Dublin in 1963 was a lot more multicultural than I had realised. The other tenants of 95 Harcourt Street included Winston Sotubu and Morgan Pillay. On the day Mohangi was sentenced for the second time, the recently arrived Kader Asmal was launching the Irish Anti-Apartheid Movement. A lot of Commonwealth students attended the Royal College of Surgeons in Ireland.
One issue that isn't mentioned at all in the book is that the victim and the owner of 95 Harcourt Street appear to have been Protestants. The landlord's name was Cecil Frew, which is not a typical Catholic name. The victim's mother was the sexton at the Church of Ireland church in Bray. All the judges, lawyers and police involved appear to have been Catholics. Was this an issue? I simply don't know. (The judges, lawyers and police and probably the juries at both trials were also all men.)
The story continues to circulate in Dublin mythology that the death was the result of a botched abortion, but this is decisively disproved by the author.

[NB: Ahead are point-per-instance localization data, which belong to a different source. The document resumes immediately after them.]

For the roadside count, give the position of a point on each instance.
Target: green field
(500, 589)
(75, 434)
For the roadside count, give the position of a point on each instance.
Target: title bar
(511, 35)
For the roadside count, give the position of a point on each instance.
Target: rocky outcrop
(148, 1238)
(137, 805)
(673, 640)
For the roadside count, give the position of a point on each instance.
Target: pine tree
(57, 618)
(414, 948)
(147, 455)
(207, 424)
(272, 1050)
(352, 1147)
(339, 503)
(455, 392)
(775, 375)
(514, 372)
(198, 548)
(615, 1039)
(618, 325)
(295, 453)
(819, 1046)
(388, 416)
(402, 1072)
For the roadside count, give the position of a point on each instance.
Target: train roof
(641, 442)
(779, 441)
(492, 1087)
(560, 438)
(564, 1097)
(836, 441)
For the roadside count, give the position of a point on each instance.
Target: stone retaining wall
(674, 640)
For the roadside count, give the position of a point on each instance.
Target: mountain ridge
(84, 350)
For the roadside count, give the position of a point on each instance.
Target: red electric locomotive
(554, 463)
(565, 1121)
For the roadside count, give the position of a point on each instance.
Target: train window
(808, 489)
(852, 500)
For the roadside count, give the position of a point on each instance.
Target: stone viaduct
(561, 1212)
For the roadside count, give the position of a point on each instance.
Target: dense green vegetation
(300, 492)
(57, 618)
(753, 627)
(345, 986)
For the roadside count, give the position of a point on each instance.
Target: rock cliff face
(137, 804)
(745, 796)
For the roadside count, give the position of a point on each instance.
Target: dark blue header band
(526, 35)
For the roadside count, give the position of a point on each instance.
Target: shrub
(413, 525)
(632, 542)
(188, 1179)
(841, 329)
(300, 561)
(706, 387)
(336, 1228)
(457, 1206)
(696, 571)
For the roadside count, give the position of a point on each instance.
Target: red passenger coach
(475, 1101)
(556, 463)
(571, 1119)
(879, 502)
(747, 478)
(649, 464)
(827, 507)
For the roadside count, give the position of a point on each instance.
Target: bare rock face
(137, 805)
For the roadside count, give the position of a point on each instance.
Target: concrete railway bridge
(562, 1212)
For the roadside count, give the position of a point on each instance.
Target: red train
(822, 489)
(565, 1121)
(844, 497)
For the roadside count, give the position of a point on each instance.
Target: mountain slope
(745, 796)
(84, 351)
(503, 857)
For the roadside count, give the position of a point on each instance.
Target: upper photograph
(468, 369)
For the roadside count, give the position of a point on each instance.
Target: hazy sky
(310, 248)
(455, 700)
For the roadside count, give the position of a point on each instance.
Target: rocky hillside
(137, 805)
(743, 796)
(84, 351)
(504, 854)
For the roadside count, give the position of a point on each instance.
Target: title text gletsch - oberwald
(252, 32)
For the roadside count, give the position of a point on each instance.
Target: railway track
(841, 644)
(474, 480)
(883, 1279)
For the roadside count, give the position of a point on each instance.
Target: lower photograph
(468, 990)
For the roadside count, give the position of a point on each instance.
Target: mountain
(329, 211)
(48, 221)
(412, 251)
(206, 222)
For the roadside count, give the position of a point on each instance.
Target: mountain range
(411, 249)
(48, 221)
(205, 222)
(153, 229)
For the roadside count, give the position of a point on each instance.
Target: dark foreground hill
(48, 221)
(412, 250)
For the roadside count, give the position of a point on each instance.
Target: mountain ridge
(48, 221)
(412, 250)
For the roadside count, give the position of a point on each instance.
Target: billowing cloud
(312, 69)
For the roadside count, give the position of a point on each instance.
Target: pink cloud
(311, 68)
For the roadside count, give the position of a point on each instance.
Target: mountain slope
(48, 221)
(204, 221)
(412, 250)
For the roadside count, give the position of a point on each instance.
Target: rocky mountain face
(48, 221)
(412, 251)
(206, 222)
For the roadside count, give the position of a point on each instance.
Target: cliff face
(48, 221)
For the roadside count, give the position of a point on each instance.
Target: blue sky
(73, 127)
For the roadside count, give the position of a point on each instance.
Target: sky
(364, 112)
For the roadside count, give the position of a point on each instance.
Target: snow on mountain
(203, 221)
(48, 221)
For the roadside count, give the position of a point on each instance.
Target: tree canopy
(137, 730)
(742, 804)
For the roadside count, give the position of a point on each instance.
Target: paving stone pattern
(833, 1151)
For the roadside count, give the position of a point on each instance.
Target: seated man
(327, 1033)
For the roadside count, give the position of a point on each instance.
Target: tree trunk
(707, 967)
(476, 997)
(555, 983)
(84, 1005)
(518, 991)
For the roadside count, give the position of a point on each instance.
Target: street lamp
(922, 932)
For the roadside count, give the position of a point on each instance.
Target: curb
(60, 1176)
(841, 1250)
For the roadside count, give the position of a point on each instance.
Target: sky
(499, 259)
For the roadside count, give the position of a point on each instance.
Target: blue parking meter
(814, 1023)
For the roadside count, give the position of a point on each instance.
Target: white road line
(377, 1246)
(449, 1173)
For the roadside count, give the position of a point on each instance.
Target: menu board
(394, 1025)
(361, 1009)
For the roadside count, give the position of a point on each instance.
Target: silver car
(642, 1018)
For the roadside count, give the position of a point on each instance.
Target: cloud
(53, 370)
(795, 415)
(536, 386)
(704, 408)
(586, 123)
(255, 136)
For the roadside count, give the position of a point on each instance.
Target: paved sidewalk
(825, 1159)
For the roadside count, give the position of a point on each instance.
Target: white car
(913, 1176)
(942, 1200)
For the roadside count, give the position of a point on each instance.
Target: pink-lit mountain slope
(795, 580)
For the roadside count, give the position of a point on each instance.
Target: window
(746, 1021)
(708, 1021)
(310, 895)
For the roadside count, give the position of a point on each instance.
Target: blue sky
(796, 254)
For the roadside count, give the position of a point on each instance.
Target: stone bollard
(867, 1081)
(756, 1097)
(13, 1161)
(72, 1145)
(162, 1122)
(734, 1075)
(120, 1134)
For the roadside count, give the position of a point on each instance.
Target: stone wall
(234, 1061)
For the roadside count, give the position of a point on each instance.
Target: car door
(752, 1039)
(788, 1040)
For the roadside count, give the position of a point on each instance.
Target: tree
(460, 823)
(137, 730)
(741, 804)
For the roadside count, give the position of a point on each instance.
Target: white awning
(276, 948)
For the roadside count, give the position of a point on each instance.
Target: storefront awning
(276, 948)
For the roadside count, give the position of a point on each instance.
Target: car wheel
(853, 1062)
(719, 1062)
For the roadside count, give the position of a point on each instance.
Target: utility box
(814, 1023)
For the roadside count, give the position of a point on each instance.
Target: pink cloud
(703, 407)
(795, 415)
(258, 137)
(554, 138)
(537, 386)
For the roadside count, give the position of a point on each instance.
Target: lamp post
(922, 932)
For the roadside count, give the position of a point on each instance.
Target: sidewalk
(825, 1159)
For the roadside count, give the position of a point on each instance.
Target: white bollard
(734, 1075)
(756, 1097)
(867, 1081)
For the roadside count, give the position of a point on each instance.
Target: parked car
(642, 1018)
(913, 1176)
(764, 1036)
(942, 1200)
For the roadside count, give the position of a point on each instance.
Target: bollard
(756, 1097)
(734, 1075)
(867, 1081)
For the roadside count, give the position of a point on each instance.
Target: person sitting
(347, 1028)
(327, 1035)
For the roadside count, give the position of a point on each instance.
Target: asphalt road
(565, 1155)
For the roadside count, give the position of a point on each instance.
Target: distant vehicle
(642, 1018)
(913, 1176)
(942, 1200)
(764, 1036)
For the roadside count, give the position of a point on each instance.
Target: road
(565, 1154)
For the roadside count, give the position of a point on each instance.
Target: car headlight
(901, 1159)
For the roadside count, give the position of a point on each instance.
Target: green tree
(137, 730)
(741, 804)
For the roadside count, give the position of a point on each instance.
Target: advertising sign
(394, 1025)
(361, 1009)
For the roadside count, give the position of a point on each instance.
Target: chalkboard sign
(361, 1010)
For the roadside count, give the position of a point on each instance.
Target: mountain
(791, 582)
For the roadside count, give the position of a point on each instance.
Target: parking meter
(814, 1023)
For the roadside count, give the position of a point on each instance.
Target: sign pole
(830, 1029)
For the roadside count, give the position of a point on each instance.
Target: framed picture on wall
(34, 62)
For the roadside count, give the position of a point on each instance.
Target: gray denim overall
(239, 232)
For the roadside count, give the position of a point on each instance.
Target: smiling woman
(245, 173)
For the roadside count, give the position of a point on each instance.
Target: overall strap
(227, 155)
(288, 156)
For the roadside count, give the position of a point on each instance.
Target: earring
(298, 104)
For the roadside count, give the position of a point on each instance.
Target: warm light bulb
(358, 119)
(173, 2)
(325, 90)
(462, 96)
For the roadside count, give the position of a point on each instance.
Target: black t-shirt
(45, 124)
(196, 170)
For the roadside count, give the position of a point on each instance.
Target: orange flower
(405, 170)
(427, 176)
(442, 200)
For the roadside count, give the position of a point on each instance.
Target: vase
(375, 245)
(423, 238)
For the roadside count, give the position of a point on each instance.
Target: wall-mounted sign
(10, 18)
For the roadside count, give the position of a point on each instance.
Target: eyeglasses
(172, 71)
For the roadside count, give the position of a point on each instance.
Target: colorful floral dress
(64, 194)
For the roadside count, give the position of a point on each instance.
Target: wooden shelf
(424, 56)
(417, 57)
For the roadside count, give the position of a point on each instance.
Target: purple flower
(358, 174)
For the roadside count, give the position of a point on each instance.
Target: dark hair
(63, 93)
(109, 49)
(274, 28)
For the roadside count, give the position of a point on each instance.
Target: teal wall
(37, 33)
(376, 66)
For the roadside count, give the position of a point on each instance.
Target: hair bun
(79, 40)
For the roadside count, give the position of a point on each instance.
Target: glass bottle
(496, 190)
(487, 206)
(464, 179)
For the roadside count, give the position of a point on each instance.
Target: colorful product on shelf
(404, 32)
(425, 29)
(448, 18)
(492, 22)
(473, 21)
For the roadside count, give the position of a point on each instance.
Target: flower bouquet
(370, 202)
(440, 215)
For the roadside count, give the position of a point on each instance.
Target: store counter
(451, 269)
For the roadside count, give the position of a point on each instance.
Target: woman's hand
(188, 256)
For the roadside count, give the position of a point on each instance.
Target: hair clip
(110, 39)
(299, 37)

Mohangi was deported back to South Africa after his release in 1968, and became a successful businessman. In 2009, he was unceremoniously dropped from a list of candidates for that year's election because his past conviction came to light. It's a bit odd because a moment's googling found two news articles from 1984 in which he discussed the case perfectly frankly with journalists, in the context of his successful campaign of that year to win a seat in the apartheid South African parliament's chamber representing Indians. Perhaps people had simply forgotten in the ensuing quarter-century.
One person who comes out of the business very well, greatly to my surprise, is Charles Haughey. As Minister for Justice since 1961, he had pledged to end capital punishment; with the Mohangi case creating public debate, he rushed the relevant legislation through the Oireachtas, and then (reading between the lines) helped ensure that there was a retrial under the new legislation so that the death penalty would not be possible. Haughey's political legacy is, to put it politely, flawed, but this was a case where he exerted himself politically to do the right thing for a man who was discriminated against by his home country and, though clearly culpable by his own admission, had been the victim of a flawed judicial process in Ireland. Credit where credit is due.
It's not a terribly well-written book, but it is an interesting snapshot of the beginnings of change in Irish society in the background of awful events.